This week, How To Get Away With Murder spends enough time with its case of the week, infusing it with emotional stakes and nuanced ideas that make it feel like a more significant part of the episode’s narrative than last week’s did. The laws have changed, but stigma against victims persists, and Connor—who scores the first chair position this week—has difficulty convincing the parole board of his client’s suffering. The parole board’s dismissal of Crawley, their suggestion that the abuse is only now being presented when it wasn’t at her original trial because she is trying to take advantage of new laws, is an act of violence in and of itself. Every time Crawley’s forced to fight for parole, she’s forced to relive through the horrors she experienced—another act of violence.

The men on the parole board inform her that her candor in her testimony won them over, but their words don’t come off as a victory. They only reiterate the men’s cluelessness about what Crawley had to go through in order to share her story, their ignorance of what it means to revisit trauma like that. All she needed to do was tell the truth. Yeah, well it’s not that simple, especially when victims are so often met with doubt and scrutiny, which was the general vibe of the parole hearing at its onset.

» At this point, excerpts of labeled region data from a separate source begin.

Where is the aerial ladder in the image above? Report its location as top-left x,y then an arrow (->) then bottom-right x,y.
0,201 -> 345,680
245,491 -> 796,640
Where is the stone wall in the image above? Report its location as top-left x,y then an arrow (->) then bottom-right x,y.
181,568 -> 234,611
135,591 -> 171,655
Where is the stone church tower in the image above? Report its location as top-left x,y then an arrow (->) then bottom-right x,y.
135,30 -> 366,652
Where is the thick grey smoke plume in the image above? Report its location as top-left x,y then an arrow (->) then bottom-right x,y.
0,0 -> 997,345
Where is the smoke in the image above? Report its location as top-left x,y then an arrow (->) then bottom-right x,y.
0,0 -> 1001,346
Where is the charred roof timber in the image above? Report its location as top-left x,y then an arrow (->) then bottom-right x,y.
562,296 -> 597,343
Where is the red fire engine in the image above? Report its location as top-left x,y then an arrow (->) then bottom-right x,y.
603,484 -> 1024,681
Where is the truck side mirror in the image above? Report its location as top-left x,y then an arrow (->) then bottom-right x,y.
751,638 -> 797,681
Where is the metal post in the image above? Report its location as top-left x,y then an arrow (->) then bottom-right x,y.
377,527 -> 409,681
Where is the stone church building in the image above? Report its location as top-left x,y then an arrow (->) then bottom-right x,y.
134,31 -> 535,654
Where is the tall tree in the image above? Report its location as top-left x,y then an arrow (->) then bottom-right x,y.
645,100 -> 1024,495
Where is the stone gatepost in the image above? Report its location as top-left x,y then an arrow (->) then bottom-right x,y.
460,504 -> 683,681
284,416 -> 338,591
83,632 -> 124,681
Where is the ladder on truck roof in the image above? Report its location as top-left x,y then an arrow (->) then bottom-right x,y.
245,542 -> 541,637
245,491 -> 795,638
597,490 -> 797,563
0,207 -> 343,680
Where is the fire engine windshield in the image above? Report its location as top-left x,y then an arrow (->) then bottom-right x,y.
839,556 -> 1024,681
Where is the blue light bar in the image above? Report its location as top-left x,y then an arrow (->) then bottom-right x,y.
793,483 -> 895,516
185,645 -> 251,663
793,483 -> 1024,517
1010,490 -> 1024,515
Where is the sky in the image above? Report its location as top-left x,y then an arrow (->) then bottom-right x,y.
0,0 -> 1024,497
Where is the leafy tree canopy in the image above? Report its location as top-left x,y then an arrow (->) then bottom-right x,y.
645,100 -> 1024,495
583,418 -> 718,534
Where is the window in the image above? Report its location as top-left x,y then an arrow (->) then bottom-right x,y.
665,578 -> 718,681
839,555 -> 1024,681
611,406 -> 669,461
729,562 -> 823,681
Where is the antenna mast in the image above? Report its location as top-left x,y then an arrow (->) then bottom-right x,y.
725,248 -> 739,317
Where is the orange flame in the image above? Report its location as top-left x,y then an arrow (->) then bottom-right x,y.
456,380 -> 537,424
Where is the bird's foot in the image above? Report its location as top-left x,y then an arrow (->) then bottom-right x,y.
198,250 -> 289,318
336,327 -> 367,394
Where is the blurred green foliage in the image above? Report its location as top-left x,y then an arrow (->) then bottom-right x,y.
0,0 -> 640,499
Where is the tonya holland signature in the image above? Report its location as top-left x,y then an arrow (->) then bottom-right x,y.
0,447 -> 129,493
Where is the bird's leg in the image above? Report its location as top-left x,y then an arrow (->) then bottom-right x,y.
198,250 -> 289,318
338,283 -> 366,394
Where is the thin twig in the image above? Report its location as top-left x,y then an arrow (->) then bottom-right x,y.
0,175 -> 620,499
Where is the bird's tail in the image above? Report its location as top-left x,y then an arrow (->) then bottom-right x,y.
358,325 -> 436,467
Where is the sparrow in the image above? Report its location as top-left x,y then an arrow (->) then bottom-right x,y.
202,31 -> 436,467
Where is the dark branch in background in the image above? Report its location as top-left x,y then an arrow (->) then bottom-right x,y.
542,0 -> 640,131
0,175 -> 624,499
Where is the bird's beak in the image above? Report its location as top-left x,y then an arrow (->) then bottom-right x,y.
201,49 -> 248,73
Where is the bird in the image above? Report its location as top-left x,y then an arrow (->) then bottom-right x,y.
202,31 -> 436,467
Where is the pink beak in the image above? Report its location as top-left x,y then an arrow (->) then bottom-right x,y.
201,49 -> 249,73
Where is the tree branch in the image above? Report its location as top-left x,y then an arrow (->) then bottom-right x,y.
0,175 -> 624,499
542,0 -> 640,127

The board asks her why she killed her husband instead of leaving him, another manifestation of their ignorance and the fact that even though they’re the arbiters of her fate, they can never fully understand what Crawley went through and what could drive a person to kill in this way. The episode broadens its scope of trauma through another character: the dead abuser’s sister. Annalise astutely realizes this woman was abused, too, and when she confronts her, the sister explains that he was a horrible man but that no one deserves to die like that.

“Don’t speak for her,” Annalise warns Connor when he becomes overexcited at the hearing and tries to argue on the behalf of his hardened client. With that quick line, she effectively conveys that Crawley deserves agency, deserves the chance to tell her story for herself and on her own terms. Connor genuinely wants what’s best for her and for justice to be served, but speaking for her only further invalidates her autonomy. “There Are Worse Things Than Murder” is quite possibly Jack Falahee’s best episode to date. Connor’s emotions throughout the episode are fully felt—his insecurities in his personal life colliding with his insecurities in his professional life. So often, this show leans into the idea that the Keating Five have absorbed some of Annalise’s worst qualities. As a group, they feed into each other’s darkness. But “There Are Worse Things Than Murder” shows a slightly different side of Annalise’s impact on her students. They learn terrible behavior from her, but they learn some good, too. When Connor speaks passionately with little regard for decorum, he channels that unflinching intensity that Annalise often reaches in court when she’s going up against a broken and unjust system.

In fact, later in the episode, she shows off that fiery conviction when the administration naively attempts to suspend her. The episode is uncharacteristically vague in its portrayal of Annalise’s emotions. Davis is excellent as always, but it’s not totally clear where the character’s head is at other than just general uneasiness, which ebbs and flows throughout the episode. Her scenes with Wes are especially confusing, and Wes is increasingly detached from the story. But in that scene with the university president, Annalise is wholly convincing, embodying the core traits of this character.

How To Get Away With Murder remains sharp in its racial commentary. Annalise tells her students that the parole board will be made up of white men, because according to her, “it’s always white men.” She turns out to be right. In an even more trenchant moment, Michaela bluntly explains to Asher why they can never be together in a real capacity. Asher tries to insist that he has changed, that he is learning more and more about privilege and race and identity. But Michaela shuts him down, saying she can’t be his teacher. The back-and-forth between Asher and Michaela is one of the episode’s small subplots, but Michaela’s words bring to light the notion that people of color shouldn’t be expected to teach white people about racism. Racism isn’t just a plotline on How To Get Away With Murder. It’s a pervasive part of this show’s universe just like it’s a pervasive part of the real world. The characters talk about race in a way that feels real.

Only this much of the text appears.